In case you were looking forward to the rumored cooler temperatures set to descend upon Moscow in a few days, this weekend may be one of the summer’s busiest as far as concerts go. The annual Afisha Picnic, sponsored by the popular biweekly arts magazine Afisha, is probably the best bang for your buck. Set to take place Saturday at Kolomenskoye from noon to 10 p.m., the festival will host 47 artists from Russia, England and the United States on six different stages. And this year, it’s aimed beyond the smog-filled borders of the Moscow region.
“This year the festival goes international,” said Alyona Bocharova, director of international and regional development for Afisha Picnic. “It will have bilingual navigation for the first time (in the history of local festivals in general), an information booth for English-speaking attendees and a British lecture hall entitled ‘Re:Sound Music Industry Forum’ with lectures from leading U.K. professionals in the music industry.”
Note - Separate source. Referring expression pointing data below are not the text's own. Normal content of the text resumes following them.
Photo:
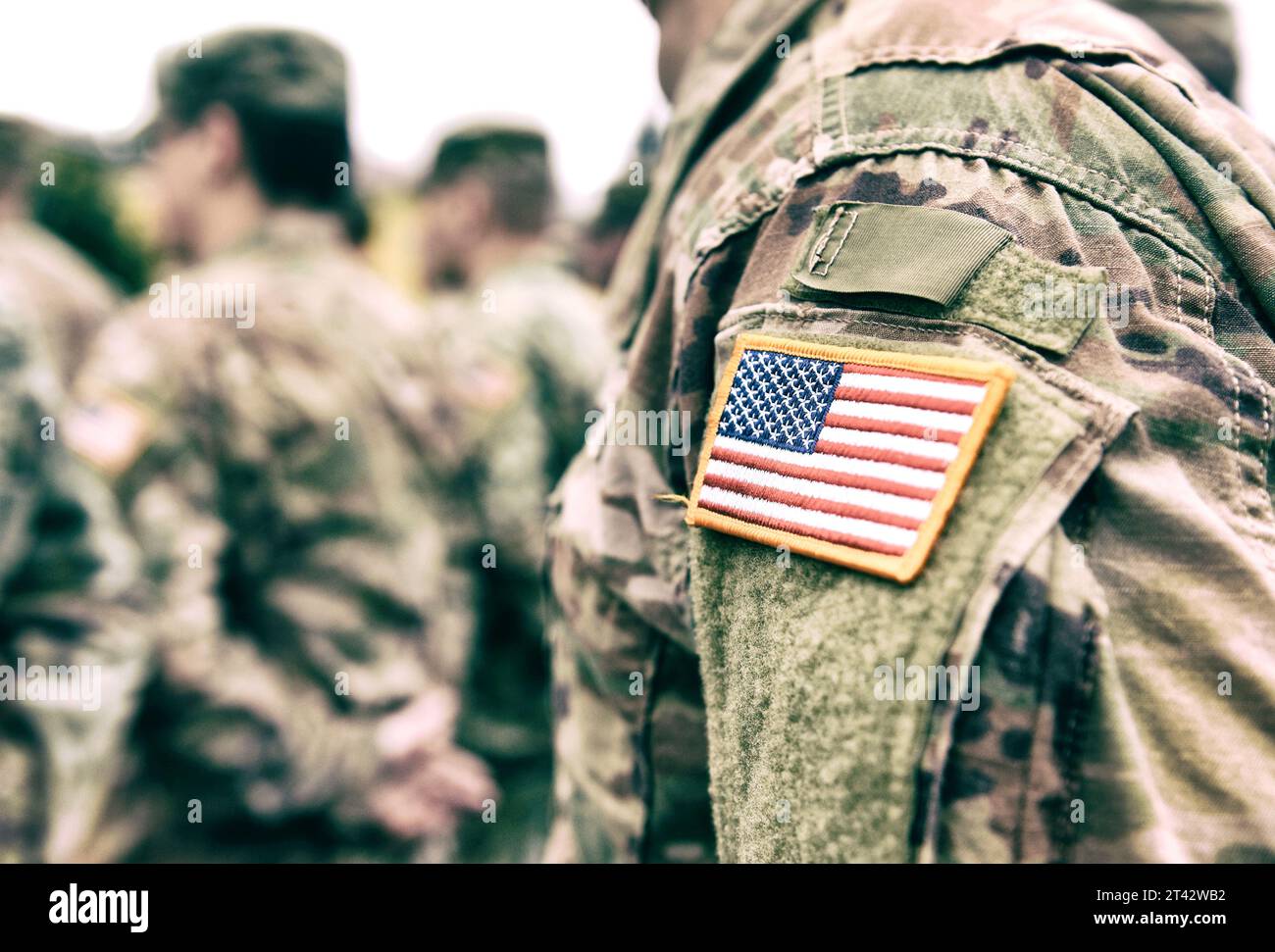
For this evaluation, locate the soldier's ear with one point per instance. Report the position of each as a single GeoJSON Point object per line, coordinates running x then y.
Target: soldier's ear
{"type": "Point", "coordinates": [224, 139]}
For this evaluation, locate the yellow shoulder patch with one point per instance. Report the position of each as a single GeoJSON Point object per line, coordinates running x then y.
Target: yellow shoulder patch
{"type": "Point", "coordinates": [850, 457]}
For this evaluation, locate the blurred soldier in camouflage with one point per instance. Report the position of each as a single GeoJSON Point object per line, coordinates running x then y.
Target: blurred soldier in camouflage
{"type": "Point", "coordinates": [73, 651]}
{"type": "Point", "coordinates": [68, 293]}
{"type": "Point", "coordinates": [268, 445]}
{"type": "Point", "coordinates": [531, 336]}
{"type": "Point", "coordinates": [897, 185]}
{"type": "Point", "coordinates": [602, 238]}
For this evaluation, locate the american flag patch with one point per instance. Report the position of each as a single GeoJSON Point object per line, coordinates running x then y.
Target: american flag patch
{"type": "Point", "coordinates": [850, 457]}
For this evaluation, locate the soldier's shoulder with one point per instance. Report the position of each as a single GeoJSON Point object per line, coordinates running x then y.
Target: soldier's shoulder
{"type": "Point", "coordinates": [1024, 84]}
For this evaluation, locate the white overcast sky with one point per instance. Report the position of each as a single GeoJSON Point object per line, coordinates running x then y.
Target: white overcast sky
{"type": "Point", "coordinates": [583, 69]}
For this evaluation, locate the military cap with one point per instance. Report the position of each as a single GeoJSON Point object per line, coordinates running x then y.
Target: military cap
{"type": "Point", "coordinates": [264, 72]}
{"type": "Point", "coordinates": [487, 149]}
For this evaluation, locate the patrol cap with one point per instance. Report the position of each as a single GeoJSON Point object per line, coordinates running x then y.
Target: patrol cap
{"type": "Point", "coordinates": [487, 149]}
{"type": "Point", "coordinates": [287, 89]}
{"type": "Point", "coordinates": [513, 161]}
{"type": "Point", "coordinates": [281, 73]}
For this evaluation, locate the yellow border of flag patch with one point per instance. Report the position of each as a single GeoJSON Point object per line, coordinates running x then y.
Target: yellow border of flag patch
{"type": "Point", "coordinates": [900, 568]}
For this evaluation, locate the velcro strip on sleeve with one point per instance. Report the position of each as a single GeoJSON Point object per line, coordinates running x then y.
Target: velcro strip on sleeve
{"type": "Point", "coordinates": [908, 251]}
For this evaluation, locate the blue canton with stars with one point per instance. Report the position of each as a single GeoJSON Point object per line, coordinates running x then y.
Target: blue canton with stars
{"type": "Point", "coordinates": [779, 399]}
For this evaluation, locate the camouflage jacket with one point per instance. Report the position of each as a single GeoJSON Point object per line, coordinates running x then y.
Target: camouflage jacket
{"type": "Point", "coordinates": [1109, 565]}
{"type": "Point", "coordinates": [532, 343]}
{"type": "Point", "coordinates": [68, 293]}
{"type": "Point", "coordinates": [73, 653]}
{"type": "Point", "coordinates": [266, 438]}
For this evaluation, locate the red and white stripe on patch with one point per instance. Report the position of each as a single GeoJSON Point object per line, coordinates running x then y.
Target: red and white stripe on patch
{"type": "Point", "coordinates": [848, 455]}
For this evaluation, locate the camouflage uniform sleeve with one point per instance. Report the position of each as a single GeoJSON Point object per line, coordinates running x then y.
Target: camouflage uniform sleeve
{"type": "Point", "coordinates": [292, 606]}
{"type": "Point", "coordinates": [1123, 488]}
{"type": "Point", "coordinates": [72, 612]}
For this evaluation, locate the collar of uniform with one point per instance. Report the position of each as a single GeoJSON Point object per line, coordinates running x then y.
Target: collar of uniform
{"type": "Point", "coordinates": [746, 33]}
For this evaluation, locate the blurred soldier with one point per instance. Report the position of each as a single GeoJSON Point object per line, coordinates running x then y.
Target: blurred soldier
{"type": "Point", "coordinates": [602, 238]}
{"type": "Point", "coordinates": [73, 653]}
{"type": "Point", "coordinates": [266, 444]}
{"type": "Point", "coordinates": [68, 293]}
{"type": "Point", "coordinates": [972, 556]}
{"type": "Point", "coordinates": [531, 336]}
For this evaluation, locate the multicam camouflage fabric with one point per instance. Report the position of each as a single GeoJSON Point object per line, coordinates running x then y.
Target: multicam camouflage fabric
{"type": "Point", "coordinates": [71, 607]}
{"type": "Point", "coordinates": [531, 344]}
{"type": "Point", "coordinates": [268, 454]}
{"type": "Point", "coordinates": [1110, 565]}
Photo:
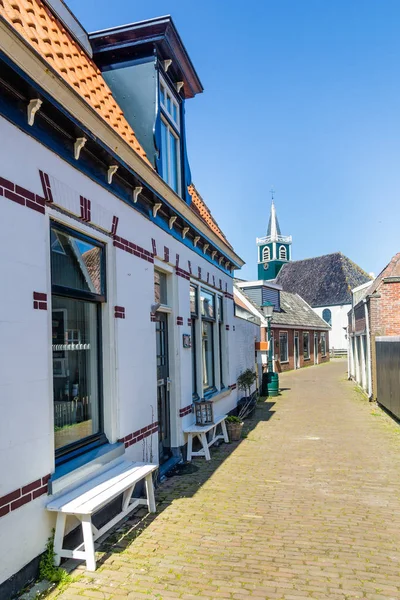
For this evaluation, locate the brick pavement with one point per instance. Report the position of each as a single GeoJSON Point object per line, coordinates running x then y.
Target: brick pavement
{"type": "Point", "coordinates": [307, 506]}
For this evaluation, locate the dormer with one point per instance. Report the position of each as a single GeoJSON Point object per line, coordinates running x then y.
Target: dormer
{"type": "Point", "coordinates": [151, 75]}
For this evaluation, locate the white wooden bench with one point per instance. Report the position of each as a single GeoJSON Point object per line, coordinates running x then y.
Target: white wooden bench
{"type": "Point", "coordinates": [200, 431]}
{"type": "Point", "coordinates": [92, 495]}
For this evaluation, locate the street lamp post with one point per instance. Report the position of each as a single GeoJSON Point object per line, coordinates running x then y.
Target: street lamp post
{"type": "Point", "coordinates": [272, 378]}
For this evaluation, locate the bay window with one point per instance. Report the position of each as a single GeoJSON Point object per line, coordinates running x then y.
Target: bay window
{"type": "Point", "coordinates": [78, 291]}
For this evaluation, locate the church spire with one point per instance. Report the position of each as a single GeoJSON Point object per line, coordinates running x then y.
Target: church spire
{"type": "Point", "coordinates": [273, 225]}
{"type": "Point", "coordinates": [274, 250]}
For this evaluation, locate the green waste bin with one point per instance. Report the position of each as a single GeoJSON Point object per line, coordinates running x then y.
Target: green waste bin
{"type": "Point", "coordinates": [273, 384]}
Besides the foreign acts on the bill — Roots Manuva and Editors, both from Britain, and Spank Rock, Hercules & Love Affair and Grammy-nominated singer Janelle Monae from the United States — the festival has also managed to attract a large number of Russia’s best contemporary acts. It’s advised to take a chance on some unknowns, but here are a few suggestions for an ideal way to spend the afternoon: Cut2Kill, a self-described “new rave” duo featuring two of Moscow’s best electronic artists, will play the Electric Garden stage at 4 p.m. Then on the Circle Stage at 5 p.m., you can catch Motherfathers, a Moscow quartet that manages to merge the anthemic swagger of The Jesus and Mary Chain with the aggression of The Jesus Lizard.
Over on the Main Stage at 5:30 p.m., St. Petersburg rock legends Auktsyon will bring their wide range of instruments and clever lyrics (always good for a vocabulary lesson). You may have to duck out of their show early, however, to dash back over to the Electric Garden at 6 p.m. in time for Cops on Fire, Moscow’s very first hip-hop opera (with all beats written by Cut2Kill’s Alexander Kholenko).
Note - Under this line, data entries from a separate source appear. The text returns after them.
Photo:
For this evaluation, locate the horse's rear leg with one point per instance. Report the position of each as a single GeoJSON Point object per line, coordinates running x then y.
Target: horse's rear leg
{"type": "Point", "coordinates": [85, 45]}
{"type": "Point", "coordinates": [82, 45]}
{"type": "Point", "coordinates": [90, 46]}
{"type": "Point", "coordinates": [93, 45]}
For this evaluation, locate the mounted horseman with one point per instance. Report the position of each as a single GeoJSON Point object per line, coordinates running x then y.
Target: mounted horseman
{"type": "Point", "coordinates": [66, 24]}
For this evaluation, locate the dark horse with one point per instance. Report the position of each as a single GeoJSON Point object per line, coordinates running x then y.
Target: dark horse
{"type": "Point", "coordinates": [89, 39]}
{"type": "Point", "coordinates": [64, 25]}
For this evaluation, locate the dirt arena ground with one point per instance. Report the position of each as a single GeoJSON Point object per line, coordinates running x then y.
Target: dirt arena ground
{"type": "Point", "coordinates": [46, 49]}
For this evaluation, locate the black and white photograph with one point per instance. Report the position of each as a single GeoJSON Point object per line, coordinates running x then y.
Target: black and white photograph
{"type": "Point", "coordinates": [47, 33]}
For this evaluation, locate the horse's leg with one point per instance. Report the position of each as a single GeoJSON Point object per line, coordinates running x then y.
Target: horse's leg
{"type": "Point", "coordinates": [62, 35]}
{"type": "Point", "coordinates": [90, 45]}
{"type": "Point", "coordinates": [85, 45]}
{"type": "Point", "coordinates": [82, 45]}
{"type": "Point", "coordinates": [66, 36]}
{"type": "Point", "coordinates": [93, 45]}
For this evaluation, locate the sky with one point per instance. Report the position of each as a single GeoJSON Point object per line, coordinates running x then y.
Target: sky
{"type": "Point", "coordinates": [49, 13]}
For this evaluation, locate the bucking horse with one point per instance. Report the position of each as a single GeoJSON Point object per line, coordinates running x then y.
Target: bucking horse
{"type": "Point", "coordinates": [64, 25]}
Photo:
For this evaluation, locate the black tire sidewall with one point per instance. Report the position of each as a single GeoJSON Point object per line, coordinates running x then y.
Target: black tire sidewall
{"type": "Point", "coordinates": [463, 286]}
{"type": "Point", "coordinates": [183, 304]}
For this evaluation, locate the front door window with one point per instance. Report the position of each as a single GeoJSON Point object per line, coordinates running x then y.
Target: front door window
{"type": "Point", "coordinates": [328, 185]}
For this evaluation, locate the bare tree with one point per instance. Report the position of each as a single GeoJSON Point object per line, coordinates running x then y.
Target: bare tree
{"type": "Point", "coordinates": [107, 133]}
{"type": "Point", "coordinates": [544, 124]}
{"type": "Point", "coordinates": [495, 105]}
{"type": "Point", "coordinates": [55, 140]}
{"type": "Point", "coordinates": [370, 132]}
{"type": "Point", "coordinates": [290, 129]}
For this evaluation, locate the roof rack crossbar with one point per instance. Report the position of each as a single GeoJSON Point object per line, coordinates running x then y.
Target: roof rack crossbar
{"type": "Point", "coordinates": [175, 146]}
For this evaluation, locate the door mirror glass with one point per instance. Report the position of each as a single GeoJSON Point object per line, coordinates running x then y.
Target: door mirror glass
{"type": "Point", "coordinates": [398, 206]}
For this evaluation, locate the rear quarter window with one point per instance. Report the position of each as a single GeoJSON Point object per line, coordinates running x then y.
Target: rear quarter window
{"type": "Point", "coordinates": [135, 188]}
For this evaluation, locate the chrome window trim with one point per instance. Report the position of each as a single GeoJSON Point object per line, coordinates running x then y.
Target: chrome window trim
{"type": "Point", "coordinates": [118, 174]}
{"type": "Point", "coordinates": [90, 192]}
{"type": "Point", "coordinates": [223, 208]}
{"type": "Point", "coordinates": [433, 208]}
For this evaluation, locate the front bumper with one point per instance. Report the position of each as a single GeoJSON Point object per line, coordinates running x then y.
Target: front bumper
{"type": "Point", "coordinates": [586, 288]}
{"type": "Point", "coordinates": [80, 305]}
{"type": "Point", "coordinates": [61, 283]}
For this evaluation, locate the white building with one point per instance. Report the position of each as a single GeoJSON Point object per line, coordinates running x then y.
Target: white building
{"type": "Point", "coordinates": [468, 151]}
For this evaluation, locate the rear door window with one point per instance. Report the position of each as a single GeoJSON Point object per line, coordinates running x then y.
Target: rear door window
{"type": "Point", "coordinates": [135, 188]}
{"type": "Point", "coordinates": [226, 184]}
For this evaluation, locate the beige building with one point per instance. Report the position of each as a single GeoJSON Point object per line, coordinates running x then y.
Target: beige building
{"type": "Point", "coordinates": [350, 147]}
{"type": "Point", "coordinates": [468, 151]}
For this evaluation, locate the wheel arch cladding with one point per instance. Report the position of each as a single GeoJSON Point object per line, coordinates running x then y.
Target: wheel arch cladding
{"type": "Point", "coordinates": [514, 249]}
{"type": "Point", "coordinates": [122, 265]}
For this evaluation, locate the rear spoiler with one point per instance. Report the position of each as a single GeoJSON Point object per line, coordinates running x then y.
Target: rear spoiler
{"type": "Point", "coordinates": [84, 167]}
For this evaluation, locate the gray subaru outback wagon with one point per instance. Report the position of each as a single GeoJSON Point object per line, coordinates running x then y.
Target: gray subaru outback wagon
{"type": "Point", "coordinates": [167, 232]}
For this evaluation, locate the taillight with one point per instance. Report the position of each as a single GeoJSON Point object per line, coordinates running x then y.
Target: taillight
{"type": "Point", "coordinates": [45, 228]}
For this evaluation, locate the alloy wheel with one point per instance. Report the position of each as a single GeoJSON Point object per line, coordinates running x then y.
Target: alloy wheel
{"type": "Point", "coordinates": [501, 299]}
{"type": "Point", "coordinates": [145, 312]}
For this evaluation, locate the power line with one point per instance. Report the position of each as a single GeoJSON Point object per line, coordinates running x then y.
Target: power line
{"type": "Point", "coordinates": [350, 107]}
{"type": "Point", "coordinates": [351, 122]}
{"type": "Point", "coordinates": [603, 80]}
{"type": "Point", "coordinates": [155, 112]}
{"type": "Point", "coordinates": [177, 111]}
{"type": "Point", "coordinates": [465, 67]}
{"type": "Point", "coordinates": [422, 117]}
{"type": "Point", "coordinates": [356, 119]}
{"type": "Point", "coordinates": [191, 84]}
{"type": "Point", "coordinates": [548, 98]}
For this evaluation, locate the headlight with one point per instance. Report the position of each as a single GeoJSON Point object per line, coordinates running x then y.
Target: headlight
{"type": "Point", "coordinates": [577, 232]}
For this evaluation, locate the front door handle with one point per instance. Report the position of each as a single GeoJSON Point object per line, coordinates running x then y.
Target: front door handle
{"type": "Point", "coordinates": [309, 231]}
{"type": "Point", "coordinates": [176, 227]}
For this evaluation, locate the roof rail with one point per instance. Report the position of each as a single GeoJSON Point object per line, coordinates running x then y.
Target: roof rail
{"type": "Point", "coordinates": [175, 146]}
Other stages offer different strokes for different folks: The Outsiders tent will present the face-melting noise of Ya Sleva Sverkhu (I Am Above on the Left) and the laptop-versus-guitar stylings of GAZ; DJs will be spinning all day on the Renault Megane stage; and Padla Bear Outfit, a St. Petersburg neofolk group who recorded their album “Nichego” on a 24-year-old cassette deck in their singer’s apartment, plays the Luzhaika Stage at 5 p.m.
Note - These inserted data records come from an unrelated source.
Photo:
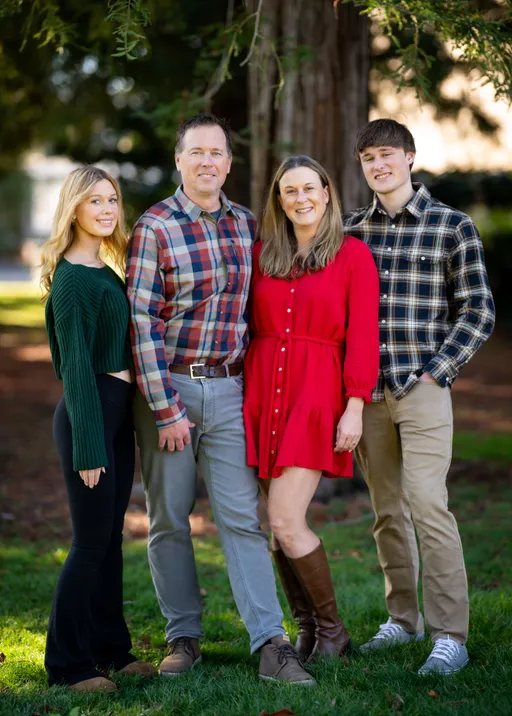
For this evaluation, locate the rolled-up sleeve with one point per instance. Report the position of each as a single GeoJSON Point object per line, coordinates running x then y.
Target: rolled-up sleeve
{"type": "Point", "coordinates": [146, 290]}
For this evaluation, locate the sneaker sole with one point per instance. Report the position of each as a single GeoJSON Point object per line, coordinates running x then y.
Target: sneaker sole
{"type": "Point", "coordinates": [308, 682]}
{"type": "Point", "coordinates": [436, 672]}
{"type": "Point", "coordinates": [181, 673]}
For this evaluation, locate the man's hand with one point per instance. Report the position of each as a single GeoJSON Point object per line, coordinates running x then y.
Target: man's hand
{"type": "Point", "coordinates": [91, 477]}
{"type": "Point", "coordinates": [176, 436]}
{"type": "Point", "coordinates": [427, 378]}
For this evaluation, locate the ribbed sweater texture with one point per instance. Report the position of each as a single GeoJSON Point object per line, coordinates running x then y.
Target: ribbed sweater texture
{"type": "Point", "coordinates": [87, 320]}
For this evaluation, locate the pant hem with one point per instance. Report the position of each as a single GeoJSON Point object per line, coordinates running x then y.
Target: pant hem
{"type": "Point", "coordinates": [258, 642]}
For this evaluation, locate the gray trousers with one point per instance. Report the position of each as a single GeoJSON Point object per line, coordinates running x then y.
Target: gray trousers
{"type": "Point", "coordinates": [217, 449]}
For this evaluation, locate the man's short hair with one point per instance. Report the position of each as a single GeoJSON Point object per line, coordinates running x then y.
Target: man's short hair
{"type": "Point", "coordinates": [384, 133]}
{"type": "Point", "coordinates": [202, 120]}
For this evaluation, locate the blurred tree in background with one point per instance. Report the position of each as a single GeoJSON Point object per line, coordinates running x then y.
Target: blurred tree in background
{"type": "Point", "coordinates": [111, 81]}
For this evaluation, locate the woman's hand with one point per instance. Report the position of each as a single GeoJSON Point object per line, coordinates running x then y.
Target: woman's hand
{"type": "Point", "coordinates": [91, 477]}
{"type": "Point", "coordinates": [350, 427]}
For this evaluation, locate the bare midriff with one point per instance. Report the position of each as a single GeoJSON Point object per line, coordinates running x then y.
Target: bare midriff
{"type": "Point", "coordinates": [123, 375]}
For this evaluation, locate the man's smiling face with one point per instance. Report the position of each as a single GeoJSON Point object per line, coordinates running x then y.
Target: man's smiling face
{"type": "Point", "coordinates": [386, 169]}
{"type": "Point", "coordinates": [204, 161]}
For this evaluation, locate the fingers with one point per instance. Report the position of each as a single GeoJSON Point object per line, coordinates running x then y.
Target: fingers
{"type": "Point", "coordinates": [346, 442]}
{"type": "Point", "coordinates": [91, 477]}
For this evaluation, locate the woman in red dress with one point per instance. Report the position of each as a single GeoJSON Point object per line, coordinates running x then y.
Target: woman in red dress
{"type": "Point", "coordinates": [312, 364]}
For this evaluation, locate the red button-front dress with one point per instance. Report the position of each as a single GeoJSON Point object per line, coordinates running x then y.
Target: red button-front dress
{"type": "Point", "coordinates": [314, 344]}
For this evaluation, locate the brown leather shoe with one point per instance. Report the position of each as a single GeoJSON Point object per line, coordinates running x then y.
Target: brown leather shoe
{"type": "Point", "coordinates": [184, 654]}
{"type": "Point", "coordinates": [139, 668]}
{"type": "Point", "coordinates": [314, 575]}
{"type": "Point", "coordinates": [301, 608]}
{"type": "Point", "coordinates": [97, 683]}
{"type": "Point", "coordinates": [279, 662]}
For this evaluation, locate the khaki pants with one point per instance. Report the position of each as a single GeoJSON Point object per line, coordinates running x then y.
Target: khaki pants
{"type": "Point", "coordinates": [404, 455]}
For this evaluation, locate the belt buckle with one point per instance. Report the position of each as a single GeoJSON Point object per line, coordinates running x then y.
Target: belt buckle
{"type": "Point", "coordinates": [191, 370]}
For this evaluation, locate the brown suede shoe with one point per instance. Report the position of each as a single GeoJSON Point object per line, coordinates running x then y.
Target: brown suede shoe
{"type": "Point", "coordinates": [279, 662]}
{"type": "Point", "coordinates": [97, 683]}
{"type": "Point", "coordinates": [302, 610]}
{"type": "Point", "coordinates": [184, 654]}
{"type": "Point", "coordinates": [139, 668]}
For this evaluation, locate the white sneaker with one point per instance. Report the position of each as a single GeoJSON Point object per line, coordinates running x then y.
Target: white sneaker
{"type": "Point", "coordinates": [446, 658]}
{"type": "Point", "coordinates": [390, 634]}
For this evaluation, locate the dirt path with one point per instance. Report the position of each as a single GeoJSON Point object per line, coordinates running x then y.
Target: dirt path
{"type": "Point", "coordinates": [32, 494]}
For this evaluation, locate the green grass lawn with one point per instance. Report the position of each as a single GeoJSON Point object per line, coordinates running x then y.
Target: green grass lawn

There’s just one big caveat: No alcohol will be sold or allowed on the premises. Expect the water to be expensive and the okhraniki, or security guards, to search you thoroughly. But, according to the festival web site, there will be a food court where “falafel and noodles are cooked in seconds, the cherries are immaculately fresh, and beef sandwiches are prepared in the true Argentinian way.” Sans dill.